According to Dr. Amin, the OVERCOME trial provided the most important evidence with respect to combination treatment. When beta-blockers and ACE inhibitors were used together while treating with anthracyclines, they demonstrated a lower incidence of heart failure and death that was statistically significant.

“It’s really important that we investigate this combination further,” said Dr. Amin.

Beta-blockers could also be used with tyrosine kinase inhibitors, which have been shown to cause increases in blood pressure, to help patients with curable diseases remain on therapy, Dr. Amin added.

“I do think we can treat cardiotoxicity, but it’s important to involve the cardiologist early on in the patient’s management,” said Dr. Amin. “That would enable us to get the appropriate tests done in a timely fashion when we suspect cardiotoxicity is occurring… and tailor the monitoring parameters to the individual patient.”

Dr.

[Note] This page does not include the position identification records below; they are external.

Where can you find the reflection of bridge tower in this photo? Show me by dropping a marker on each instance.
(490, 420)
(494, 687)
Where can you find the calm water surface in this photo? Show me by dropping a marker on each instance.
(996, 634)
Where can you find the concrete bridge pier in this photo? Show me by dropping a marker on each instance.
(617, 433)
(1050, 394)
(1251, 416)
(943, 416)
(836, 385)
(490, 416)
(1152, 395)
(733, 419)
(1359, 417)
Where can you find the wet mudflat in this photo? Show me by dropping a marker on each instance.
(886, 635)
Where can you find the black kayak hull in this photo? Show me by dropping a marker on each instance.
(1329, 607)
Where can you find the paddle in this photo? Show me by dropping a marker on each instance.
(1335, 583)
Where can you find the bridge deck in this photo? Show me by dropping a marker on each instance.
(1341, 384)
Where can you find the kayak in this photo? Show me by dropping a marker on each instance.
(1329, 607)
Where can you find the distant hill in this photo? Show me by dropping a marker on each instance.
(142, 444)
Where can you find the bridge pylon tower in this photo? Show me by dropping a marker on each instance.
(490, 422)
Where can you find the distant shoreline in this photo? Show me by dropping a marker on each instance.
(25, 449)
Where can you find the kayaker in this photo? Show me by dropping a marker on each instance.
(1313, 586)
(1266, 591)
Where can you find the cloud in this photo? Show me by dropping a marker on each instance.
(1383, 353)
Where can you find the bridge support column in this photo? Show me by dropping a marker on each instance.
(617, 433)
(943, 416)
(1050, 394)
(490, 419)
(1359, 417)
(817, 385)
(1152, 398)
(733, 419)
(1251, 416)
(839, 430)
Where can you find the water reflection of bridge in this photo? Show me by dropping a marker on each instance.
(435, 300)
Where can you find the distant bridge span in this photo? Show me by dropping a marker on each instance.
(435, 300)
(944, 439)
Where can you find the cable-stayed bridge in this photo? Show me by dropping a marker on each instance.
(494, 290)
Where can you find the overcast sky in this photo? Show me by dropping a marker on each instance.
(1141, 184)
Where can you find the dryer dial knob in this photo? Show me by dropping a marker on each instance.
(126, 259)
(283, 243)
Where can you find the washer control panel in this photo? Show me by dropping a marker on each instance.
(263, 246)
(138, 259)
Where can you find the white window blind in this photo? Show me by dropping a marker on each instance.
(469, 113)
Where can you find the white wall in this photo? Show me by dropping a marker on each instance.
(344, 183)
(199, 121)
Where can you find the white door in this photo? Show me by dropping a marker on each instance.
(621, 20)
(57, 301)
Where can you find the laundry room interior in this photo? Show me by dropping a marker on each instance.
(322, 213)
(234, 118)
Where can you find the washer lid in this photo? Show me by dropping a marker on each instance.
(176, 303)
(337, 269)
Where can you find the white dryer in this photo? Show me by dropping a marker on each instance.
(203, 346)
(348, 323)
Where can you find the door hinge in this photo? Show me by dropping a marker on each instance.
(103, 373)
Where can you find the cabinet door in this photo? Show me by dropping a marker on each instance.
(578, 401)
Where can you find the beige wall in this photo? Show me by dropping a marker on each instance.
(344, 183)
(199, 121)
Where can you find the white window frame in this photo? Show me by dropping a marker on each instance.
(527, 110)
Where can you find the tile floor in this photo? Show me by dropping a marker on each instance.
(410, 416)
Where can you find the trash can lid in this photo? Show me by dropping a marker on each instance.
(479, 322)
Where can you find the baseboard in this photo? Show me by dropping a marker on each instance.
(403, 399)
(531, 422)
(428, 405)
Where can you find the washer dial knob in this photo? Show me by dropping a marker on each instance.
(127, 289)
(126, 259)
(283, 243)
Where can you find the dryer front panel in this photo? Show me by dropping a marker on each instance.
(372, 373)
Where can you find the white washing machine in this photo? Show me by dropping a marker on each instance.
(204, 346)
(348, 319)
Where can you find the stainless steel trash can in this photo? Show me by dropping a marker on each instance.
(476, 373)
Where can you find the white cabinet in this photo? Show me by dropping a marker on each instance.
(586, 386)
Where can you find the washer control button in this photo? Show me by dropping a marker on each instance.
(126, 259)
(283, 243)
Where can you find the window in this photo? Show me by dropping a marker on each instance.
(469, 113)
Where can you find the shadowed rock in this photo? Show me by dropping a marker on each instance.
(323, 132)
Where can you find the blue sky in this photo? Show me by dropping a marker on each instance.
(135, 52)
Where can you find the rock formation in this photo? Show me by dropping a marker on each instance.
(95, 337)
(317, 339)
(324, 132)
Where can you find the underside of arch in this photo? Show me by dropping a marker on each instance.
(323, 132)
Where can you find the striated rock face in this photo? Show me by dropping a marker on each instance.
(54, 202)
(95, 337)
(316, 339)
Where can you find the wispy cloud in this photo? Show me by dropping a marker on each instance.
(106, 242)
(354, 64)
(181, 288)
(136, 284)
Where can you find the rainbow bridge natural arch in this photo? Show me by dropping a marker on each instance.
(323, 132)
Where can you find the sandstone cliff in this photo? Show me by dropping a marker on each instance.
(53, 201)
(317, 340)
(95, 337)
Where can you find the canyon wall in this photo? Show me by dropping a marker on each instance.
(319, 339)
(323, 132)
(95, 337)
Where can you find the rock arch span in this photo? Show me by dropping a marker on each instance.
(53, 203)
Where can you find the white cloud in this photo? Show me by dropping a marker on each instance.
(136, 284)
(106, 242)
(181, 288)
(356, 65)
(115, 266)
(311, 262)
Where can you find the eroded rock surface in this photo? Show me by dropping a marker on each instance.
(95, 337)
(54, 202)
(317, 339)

Coviello emphasized the need for cardiovascular evaluation of patients before and during cancer therapy (Figure 1). Cardiovascular evaluations before entering cancer therapy would help to standardize assessment, said Dr. Coviello, which would aid in communication across disciplines, treatment decisions, and follow-up planning. Assessment of prechemotherapy risk and a physical assessment prior to starting treatment could also help stratify patients according to cardiotoxicity risk profile.

Figure 1

Preventing cardiotoxicity.

“There is a need to standardize these assessments to create stratified risk profiles,” Dr. Coviello concluded.